The Siku catalogers make this point explicitly. They note that Qimen shares with Liuren (六壬) the use of stems, branches, and element interactions, and with Taiyi (太乙) the cosmic scale. But Qimen adds a spatial dimension that neither of the others possess. It maps time onto space, then reads the resulting field. “Among the technical arts, it is the most principled” (方技之中最有理致), the catalogers write—a striking endorsement from scholars who spent a decade dismissing most divination texts as nonsense.
The Dunjia Yanyi as a Text
The Dunjia Yanyi (遁甲演義) was written by Cheng Daosheng (程道生, courtesy name Kesheng 可生) of Haining during the Ming dynasty. It runs to four juan (volumes). The Siku catalogers describe it as “concise in theme and comprehensive in wording” (旨約詞該), and praise its treatment of the “placing marvels and establishing command-gate” methodology (用奇置閫之要) as particularly detailed.

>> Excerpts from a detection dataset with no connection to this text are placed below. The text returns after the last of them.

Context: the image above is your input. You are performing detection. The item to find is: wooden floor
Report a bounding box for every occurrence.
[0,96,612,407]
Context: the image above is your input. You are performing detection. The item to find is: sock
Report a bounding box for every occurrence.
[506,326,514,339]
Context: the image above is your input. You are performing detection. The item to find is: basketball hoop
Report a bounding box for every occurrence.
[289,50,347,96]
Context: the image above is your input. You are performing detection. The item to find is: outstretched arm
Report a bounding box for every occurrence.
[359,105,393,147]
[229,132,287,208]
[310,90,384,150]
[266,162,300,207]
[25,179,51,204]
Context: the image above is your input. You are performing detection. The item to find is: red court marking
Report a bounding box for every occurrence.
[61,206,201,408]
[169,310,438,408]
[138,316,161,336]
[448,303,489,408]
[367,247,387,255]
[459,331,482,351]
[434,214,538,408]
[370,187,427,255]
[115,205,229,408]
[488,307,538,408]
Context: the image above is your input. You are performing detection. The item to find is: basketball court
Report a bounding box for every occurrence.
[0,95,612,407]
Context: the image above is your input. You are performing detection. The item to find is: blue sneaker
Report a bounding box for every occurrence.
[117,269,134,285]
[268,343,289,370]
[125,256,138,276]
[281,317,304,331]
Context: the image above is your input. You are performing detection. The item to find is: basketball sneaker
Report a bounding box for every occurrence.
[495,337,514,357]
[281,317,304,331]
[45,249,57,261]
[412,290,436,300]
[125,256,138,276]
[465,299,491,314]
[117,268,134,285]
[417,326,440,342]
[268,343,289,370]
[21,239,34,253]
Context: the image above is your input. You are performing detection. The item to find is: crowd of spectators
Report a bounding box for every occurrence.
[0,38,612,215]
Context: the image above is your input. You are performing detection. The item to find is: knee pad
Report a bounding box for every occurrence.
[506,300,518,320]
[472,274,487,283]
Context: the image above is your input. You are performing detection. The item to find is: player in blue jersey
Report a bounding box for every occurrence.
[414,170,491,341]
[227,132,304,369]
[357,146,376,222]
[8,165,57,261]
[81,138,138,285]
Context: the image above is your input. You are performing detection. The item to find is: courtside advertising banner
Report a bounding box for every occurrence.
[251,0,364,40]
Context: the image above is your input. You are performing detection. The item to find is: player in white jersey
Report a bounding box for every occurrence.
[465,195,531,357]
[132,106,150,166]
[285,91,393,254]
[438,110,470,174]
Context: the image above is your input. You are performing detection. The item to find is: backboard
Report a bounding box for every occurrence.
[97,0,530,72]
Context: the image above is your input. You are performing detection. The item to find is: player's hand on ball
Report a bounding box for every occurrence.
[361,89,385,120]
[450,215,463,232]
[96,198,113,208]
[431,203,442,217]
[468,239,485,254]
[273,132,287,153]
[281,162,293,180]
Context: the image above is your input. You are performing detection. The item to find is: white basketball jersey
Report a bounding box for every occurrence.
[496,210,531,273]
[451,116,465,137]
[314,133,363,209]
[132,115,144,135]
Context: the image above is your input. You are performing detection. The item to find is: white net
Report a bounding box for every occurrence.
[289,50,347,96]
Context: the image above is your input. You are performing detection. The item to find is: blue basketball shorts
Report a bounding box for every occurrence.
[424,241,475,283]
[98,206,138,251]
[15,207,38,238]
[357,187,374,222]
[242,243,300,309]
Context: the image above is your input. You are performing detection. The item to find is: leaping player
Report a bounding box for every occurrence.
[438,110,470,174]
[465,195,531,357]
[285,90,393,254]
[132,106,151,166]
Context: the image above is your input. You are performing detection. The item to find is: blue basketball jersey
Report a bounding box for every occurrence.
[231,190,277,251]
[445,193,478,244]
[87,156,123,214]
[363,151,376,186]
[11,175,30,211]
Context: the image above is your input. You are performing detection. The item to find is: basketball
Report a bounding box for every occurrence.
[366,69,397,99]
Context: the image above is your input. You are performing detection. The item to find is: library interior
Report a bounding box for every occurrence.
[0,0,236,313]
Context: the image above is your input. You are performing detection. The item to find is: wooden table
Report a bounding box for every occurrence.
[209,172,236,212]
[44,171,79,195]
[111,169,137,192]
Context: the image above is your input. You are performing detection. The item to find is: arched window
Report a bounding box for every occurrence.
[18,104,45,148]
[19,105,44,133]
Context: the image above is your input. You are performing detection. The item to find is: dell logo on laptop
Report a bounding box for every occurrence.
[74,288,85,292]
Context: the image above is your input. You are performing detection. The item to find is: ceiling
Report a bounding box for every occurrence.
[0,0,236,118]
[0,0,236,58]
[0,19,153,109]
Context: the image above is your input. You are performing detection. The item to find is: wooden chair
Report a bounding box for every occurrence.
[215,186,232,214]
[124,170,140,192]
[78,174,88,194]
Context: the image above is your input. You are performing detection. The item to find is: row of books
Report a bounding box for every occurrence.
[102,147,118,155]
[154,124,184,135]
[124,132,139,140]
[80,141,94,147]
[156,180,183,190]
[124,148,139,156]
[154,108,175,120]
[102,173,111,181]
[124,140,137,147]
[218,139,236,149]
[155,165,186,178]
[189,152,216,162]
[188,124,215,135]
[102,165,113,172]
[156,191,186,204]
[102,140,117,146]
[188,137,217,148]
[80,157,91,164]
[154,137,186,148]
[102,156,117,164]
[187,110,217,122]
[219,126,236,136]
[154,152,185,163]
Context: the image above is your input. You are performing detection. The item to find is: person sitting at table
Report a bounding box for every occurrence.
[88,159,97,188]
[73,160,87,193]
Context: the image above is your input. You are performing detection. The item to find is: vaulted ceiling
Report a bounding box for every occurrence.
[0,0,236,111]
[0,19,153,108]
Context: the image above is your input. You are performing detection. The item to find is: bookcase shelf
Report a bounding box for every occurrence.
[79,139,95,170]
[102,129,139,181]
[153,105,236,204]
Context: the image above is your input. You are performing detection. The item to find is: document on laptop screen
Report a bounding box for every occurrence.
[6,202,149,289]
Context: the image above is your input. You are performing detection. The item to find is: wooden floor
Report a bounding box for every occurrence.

What makes the Dunjia Yanyi valuable is not that it invented anything new. It is that it systematized existing material into a coherent presentation. Volume 1 opens with “Origins of Dunjia” (遁甲原流), tracing the system from the Yellow Emperor through the Duke of Zhou to Zhang Liang, then lays out the year, month, day, and hour configurations in sequence. It preserves the full text of the Yanbodiaosouge (煙波釣叟賦)—the “Rhapsody of the Fisherman in Mist and Waves”—which is perhaps the most famous mnemonic text in the entire Qimen tradition. It also includes the Huangdi Yinfujing (黃帝陰符經), another classical treatise on the system's principles.
The catalogers note one feature that distinguishes the Dunjia Yanyi from other Qimen texts: its discussion of natal-year and traveling-year calculations (本命行年). The idea is that the practitioner should seek the auspicious stars in their own natal configuration—a personalization that other texts do not address. “This approach is not found in other books” (其說亦他書所未及), the catalogers observe.
The Military Question
So is Qimen Dunjia actually a military system? The answer is: it was used for military purposes, among many others. The Yanbodiaosouge is explicit about battlefield applications— where to position troops (九天之上好揚兵), where to hide them (九地潛藏可立營), where to set ambushes (伏兵但向太陰位), and how to determine the commander's optimal position relative to the opponent. But the same text also discusses travel, concealment, evasion, and general decision-making.
The military reputation stuck because of the legends, and because spatial field analysis is genuinely useful for strategic thinking—you are literally asking “which direction is favorable right now?” But the system itself is a general framework for reading the quality of time-space configurations. The Siku catalogers, characteristically, cut through the mythology: they note that enthusiasts of the marvelous (好奇者) hijacked the system for military rhetoric, which eventually led to disasters like Guo Jing's occult defense of Kaifeng in 1126 (以妖妄誤國). The catalogers' verdict: the system is sound; the charlatans ruined its reputation.
What Comes Next
This article is an introduction—the vocabulary and the architecture. In subsequent articles in this series, we will work through the actual mechanics: how to construct a Qimen chart for a given moment, how to read the interactions between layers, and what the classical texts say about specific configurations. The system is complex, but it is not mystical. Every element has a derivation. Every rule has a rationale. The Dunjia Yanyi, for all its legendary framing, is ultimately an engineering manual.